なんだかんだあって昼休み、五人集まって中庭で食べることになった。中庭には机付きのベンチが幾つかあり、その中でも六人が座れる物を選んだ。
「えー外ぉー? 日焼けするじゃん最悪~」
「ほな自分帰れや」
「やーだ、俺は委員長と食べんの。アンタ嫌がってたんだから来なきゃよかったのに」
霞染を攻略する気はないのだが、なんか好かれてるな。あんまり嬉しくない。
「じゃ、俺委員長の隣ね~」
「…………!? ゃ……ぼ、く……」
「カンナ、右おいで」
「…………! ぅん……」
霞染を左隣に、カンナを右隣に、カワイイ系男子に挟まれまさに両手に花。
「ほな俺ここ……隣来んなやメガネ!」
「ここしか空いてないんですから仕方ないでしょう」
正面に鳥待、斜め右前にリュウ、顔のいい彼らを眺められて素晴らしい景色だ。
「……霞染、昼それだけで足りるのか?」
「十分っしょ。てかハルって呼んでってば~」
霞染の昼食はサラダチキン入りシーザーサラダ、茶碗一杯ほどの量だ。
「足りるならいいけど……リュウ、お前それ、何……?」
リュウはパックに詰めた何かを食べている、ソースの匂いがする。
「昨日のお好み焼きの残り」
詰め込んでいるせいで見た目が酷いな。後は……別に気になるところはないかな、カンナは平均より少なめで、鳥待が平均的な量だ。俺も平均。
「……ちょっと足りひん。購買行ってくるわ」
「いてらー。帰ってこなくていーよ」
「すぐ戻るわアホンダラ」
残り物では足りなかったようで、リュウは購買へ走った。それとほぼ同時に鳥待が食べ終わり、弁当箱を鞄に戻すと同時に二つ目の弁当箱を出した。
「……鳥待? お前、二個食べるのか?」
「三つですが」
三つ目の弁当箱が鞄から出てくる。全てそこそこな大きさだ、半透明の蓋から見る限りパンパンに詰まっている。眼鏡っ子のくせに大食いって……いや、眼鏡関係ないか。
「……ごちそうさま。そういえば霞染」
「ハルだよー。何?」
「現国の時、目……瞼? 何かしてたよな、あれ何?」
「まぶた……? あぁ、ビューラー?」
霞染は鞄の中から小さなポーチを取り出し、そこから俺が先程目撃した瞼挟み拷問器具を出した。

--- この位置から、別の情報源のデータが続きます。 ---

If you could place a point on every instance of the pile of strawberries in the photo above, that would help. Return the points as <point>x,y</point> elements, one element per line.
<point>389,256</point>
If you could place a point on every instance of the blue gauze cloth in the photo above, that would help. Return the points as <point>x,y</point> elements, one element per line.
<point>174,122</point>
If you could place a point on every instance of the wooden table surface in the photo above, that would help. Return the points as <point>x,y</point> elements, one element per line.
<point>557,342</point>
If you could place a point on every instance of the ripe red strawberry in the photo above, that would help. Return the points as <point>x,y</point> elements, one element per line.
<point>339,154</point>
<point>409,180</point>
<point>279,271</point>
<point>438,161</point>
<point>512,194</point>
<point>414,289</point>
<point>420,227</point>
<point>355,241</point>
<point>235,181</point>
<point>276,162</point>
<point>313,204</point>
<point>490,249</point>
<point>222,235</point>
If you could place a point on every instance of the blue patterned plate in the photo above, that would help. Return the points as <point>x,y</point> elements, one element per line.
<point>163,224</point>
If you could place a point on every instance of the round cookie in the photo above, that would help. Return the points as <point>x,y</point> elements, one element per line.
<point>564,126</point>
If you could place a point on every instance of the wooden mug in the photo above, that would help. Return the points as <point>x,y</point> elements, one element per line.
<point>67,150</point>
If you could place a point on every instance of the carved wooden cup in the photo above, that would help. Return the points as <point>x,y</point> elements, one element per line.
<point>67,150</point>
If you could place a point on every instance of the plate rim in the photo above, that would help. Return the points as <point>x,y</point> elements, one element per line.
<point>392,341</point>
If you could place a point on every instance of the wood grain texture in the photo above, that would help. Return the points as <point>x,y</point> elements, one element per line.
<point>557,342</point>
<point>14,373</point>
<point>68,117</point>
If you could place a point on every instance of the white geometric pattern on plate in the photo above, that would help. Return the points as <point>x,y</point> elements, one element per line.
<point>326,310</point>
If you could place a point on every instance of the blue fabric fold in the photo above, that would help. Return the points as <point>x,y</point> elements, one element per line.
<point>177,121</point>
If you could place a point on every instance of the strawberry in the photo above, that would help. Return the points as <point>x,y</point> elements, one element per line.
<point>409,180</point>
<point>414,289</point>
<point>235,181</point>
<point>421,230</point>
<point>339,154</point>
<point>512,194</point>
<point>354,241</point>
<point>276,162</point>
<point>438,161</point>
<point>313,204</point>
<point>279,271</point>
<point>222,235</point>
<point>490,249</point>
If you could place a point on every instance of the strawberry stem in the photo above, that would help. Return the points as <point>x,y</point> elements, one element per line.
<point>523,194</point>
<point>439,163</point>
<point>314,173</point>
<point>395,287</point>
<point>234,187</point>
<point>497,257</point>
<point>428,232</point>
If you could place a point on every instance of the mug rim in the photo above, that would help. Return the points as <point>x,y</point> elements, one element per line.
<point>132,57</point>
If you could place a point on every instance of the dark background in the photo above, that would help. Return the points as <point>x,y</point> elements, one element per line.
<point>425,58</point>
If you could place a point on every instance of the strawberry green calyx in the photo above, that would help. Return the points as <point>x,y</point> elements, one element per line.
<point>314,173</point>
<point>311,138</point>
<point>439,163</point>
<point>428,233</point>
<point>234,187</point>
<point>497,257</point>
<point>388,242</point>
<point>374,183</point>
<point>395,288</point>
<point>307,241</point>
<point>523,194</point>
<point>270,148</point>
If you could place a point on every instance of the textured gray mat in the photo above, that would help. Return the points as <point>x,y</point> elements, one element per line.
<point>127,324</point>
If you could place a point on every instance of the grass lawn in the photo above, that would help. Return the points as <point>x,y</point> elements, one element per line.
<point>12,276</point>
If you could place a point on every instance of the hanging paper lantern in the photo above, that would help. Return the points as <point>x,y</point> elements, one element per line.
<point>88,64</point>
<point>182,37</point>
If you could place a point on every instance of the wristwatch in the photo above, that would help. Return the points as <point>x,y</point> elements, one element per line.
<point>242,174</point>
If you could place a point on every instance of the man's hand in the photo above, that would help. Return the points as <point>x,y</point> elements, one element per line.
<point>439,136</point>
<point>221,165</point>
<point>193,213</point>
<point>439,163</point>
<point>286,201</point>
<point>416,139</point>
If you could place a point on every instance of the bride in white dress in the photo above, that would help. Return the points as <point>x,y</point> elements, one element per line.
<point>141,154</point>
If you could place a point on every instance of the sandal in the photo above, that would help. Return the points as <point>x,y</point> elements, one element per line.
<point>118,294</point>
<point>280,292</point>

「見たことない? こーやってまつ毛挟んで、くりーんって」
どうやら挟むのは瞼ではなかったようだ。挟まれた長いまつ毛はくるんと上を向いている。
「へー、すごいな。目が大きく見えるよ」
「……化粧道具を学校に持ってくるのは関心しませんね」
「校則に載ってなかったもーん」
一応校則に目を通しているのか、流石にこの名門校に受かるだけのことはある──なんかいい匂いするな。
「あ、ポテトー! いいなー、一本ちょうだい」
「嫌や」
リュウは揚げたてのポテトを買って戻ってきた。いいなアレ……今度買おう、いや、ダメだ、母の厳しいカロリー制限を無視した買い食いなんてしたらまた太る。
「…………ごち、そ……さ、でし……た」
カンナがひっそりと手を合わせ、挨拶している。食べるのが遅いのも、誰にも聞こえなくてもごちそうさまを言う純朴さも可愛くて、肩を撫でる。
「…………!?」
驚いたのか勢いよく俺を見上げてきたので、微笑みを返してやる。
「…………っ!」
照れて俯いた。カンナは可愛いなぁ、本当に癒しだ。